Dera stared at him as if he’d just grown two heads.

"You are lying, Williams. It doesn’t suit you," she said, her tone dismissive, almost mocking. Her arms folded across her chest like armor.

"You think I’ll come all the way here to lie to you?" Williams shot back, incredulous.

"Charlotte told me that he will never regain consciousness," Dera replied firmly, her voice laced with certainty, as if speaking it aloud would make it remain true.

"Charlotte lied to you," Williams said simply.

The air between them seemed to tighten. Dera’s breath hitched, and her heart stuttered in her chest. She didn’t respond at first. Her mind raced, clinging to everything Charlotte had ever told her, trying to find a lie that matched the truth now standing in front of her.

"Why do you think I would invest my time in finding Charlotte if the situation wasn’t serious?" Williams pressed, and that was when he saw it. Panic, raw and rising, taking root in her chest. It was in the way her fingers began to tremble slightly, the way her shoulders stiffened like they were bracing for a storm.

"No... it’s you who is lying," Dera said, shaking her head violently, trying to dispel his words like water from her skin.

"You’re panicking, and you’ve not even heard the worst of it." Williams sighed, hating every second of this.

"I know Charlotte made you perform a spell known as the Sirioni spell, and that was what put Casper in a coma. But what she did not tell you is that the items used for that spell were not complete. One thing was missing. And because of that one thing, the spell couldn’t hold for long. That’s not all, Dera..."

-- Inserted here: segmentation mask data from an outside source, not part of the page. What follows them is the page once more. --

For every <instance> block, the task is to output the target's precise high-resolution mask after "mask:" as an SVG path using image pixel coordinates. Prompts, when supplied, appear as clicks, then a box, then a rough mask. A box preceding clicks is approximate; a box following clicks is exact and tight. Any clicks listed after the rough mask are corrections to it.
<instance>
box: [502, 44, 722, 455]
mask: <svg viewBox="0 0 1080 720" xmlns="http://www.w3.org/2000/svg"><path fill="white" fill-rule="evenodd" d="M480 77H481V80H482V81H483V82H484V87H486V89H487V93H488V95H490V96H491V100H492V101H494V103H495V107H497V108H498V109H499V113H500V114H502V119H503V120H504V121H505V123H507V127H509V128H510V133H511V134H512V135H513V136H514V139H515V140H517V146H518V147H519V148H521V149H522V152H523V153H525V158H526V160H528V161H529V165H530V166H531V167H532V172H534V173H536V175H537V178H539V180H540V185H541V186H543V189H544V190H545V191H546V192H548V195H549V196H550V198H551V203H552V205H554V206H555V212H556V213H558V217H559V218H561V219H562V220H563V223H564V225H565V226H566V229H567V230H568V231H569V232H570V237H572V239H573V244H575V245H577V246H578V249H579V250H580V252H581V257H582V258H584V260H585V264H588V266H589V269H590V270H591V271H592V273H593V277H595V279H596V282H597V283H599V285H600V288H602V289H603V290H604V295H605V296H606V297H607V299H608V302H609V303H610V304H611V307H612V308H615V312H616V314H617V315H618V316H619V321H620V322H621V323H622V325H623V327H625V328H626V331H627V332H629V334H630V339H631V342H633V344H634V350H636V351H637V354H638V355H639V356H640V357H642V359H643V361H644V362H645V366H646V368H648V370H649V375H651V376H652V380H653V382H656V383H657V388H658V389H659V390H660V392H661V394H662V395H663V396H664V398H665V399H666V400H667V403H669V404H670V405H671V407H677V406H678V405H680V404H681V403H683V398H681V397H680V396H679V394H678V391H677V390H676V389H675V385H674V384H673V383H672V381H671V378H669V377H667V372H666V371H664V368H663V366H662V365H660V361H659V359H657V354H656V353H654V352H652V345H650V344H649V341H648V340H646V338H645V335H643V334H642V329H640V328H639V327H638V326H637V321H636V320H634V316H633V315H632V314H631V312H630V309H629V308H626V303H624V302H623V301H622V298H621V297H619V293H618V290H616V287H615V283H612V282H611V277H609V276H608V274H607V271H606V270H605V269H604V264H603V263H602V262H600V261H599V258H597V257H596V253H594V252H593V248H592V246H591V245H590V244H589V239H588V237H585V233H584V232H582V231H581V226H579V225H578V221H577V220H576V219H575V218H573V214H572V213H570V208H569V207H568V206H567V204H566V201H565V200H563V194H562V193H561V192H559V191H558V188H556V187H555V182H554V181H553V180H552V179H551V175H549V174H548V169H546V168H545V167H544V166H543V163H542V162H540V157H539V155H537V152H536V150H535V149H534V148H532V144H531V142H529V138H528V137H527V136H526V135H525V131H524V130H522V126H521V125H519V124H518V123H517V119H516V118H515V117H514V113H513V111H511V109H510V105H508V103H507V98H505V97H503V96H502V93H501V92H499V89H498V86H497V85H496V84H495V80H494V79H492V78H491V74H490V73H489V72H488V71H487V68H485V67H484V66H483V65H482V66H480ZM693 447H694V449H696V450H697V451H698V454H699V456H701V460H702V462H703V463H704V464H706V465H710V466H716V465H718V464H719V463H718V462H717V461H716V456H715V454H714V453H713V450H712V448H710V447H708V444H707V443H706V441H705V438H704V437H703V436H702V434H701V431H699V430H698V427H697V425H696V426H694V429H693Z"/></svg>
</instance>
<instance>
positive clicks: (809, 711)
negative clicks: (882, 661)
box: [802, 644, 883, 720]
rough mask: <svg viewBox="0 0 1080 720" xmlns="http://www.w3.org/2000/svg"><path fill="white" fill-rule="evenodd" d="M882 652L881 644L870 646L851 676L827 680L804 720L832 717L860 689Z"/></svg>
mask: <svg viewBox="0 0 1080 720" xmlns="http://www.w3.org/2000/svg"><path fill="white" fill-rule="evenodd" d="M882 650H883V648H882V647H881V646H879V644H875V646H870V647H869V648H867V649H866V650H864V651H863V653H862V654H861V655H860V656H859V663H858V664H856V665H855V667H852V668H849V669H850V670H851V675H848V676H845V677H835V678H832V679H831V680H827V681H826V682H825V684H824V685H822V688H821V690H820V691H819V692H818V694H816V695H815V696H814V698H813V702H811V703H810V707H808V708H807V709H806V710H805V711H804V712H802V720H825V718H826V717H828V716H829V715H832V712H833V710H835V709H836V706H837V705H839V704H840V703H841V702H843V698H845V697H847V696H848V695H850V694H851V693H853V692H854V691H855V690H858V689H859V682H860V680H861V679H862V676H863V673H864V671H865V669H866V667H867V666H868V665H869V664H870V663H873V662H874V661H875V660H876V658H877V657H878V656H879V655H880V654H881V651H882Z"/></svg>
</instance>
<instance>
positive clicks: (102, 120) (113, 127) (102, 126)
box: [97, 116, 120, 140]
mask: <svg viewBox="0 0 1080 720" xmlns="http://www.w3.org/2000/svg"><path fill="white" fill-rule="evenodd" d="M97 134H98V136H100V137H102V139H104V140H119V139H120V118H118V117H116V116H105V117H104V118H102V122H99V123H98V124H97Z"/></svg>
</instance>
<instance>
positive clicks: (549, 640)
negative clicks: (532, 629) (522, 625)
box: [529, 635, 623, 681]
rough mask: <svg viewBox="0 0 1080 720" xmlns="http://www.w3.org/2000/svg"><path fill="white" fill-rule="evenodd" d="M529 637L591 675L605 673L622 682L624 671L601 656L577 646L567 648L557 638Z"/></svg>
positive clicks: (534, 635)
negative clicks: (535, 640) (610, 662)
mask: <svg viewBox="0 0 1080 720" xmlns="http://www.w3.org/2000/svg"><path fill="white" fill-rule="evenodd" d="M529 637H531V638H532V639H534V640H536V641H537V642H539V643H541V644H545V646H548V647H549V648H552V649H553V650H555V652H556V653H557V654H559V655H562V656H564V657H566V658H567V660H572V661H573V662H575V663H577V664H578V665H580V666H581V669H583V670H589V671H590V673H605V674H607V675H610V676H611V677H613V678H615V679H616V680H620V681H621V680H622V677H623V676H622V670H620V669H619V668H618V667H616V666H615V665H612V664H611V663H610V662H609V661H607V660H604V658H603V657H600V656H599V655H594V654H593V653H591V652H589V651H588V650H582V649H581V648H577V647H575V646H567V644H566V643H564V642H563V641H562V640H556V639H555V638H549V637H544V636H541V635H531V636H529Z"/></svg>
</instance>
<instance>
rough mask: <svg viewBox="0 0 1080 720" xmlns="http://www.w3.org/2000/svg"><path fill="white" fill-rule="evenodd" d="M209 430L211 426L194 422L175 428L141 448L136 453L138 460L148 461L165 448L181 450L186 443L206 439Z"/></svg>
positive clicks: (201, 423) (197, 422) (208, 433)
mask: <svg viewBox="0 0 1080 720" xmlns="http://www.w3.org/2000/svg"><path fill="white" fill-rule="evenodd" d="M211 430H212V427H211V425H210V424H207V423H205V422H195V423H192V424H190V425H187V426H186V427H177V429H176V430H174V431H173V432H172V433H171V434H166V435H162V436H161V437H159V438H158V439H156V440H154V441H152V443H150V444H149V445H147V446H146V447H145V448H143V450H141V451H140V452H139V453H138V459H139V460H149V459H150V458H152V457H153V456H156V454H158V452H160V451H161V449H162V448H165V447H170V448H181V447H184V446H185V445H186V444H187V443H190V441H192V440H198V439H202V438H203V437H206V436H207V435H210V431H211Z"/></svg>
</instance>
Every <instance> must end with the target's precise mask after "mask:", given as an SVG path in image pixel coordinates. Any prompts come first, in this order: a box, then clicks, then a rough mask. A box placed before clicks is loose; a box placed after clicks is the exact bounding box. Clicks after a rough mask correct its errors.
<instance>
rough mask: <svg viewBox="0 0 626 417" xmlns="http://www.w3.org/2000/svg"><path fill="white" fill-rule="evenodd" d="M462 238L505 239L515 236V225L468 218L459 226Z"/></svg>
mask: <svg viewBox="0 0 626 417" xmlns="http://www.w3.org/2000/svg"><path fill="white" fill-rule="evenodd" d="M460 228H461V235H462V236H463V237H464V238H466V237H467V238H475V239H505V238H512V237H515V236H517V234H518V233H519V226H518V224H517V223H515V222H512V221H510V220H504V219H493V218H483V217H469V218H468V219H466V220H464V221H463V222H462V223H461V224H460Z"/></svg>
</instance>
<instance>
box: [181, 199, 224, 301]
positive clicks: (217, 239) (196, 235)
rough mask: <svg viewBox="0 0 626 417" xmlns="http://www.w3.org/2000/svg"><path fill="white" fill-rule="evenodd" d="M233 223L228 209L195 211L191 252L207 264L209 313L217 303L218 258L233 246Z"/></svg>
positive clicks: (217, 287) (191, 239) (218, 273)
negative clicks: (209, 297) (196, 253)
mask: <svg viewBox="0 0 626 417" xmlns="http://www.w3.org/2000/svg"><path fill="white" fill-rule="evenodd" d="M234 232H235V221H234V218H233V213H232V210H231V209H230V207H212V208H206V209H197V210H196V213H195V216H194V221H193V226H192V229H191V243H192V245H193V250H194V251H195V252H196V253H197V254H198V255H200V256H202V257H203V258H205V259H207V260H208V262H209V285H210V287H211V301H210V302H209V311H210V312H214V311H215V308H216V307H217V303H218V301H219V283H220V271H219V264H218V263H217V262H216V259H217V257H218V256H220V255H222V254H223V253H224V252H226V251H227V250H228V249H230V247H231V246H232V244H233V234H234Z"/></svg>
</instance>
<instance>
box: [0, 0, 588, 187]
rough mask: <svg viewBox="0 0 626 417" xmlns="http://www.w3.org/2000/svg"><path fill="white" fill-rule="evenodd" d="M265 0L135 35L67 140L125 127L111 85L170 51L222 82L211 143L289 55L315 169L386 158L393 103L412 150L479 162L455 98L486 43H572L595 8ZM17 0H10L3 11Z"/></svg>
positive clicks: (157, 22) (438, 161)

His voice dropped lower, solemn now.

"Now that he’s awake, because of that spell, he has become unkillable," he said, the final word hanging in the air like a death sentence.

Dera’s world shattered.

She screamed.

"Noooo... you are lying to me. Stop it, Williams. Stop it!" she cried, the sound jagged with denial. Her voice cracked as her hands flew to both sides of her head, fingers clutching at her scalp like she was trying to keep herself from unraveling entirely. Her knees buckled slightly, her body reacting before her mind could make sense of the nightmare that had just clawed its way into her reality.

Williams reached for her, but stopped himself. There was nothing he could say to soften the blow.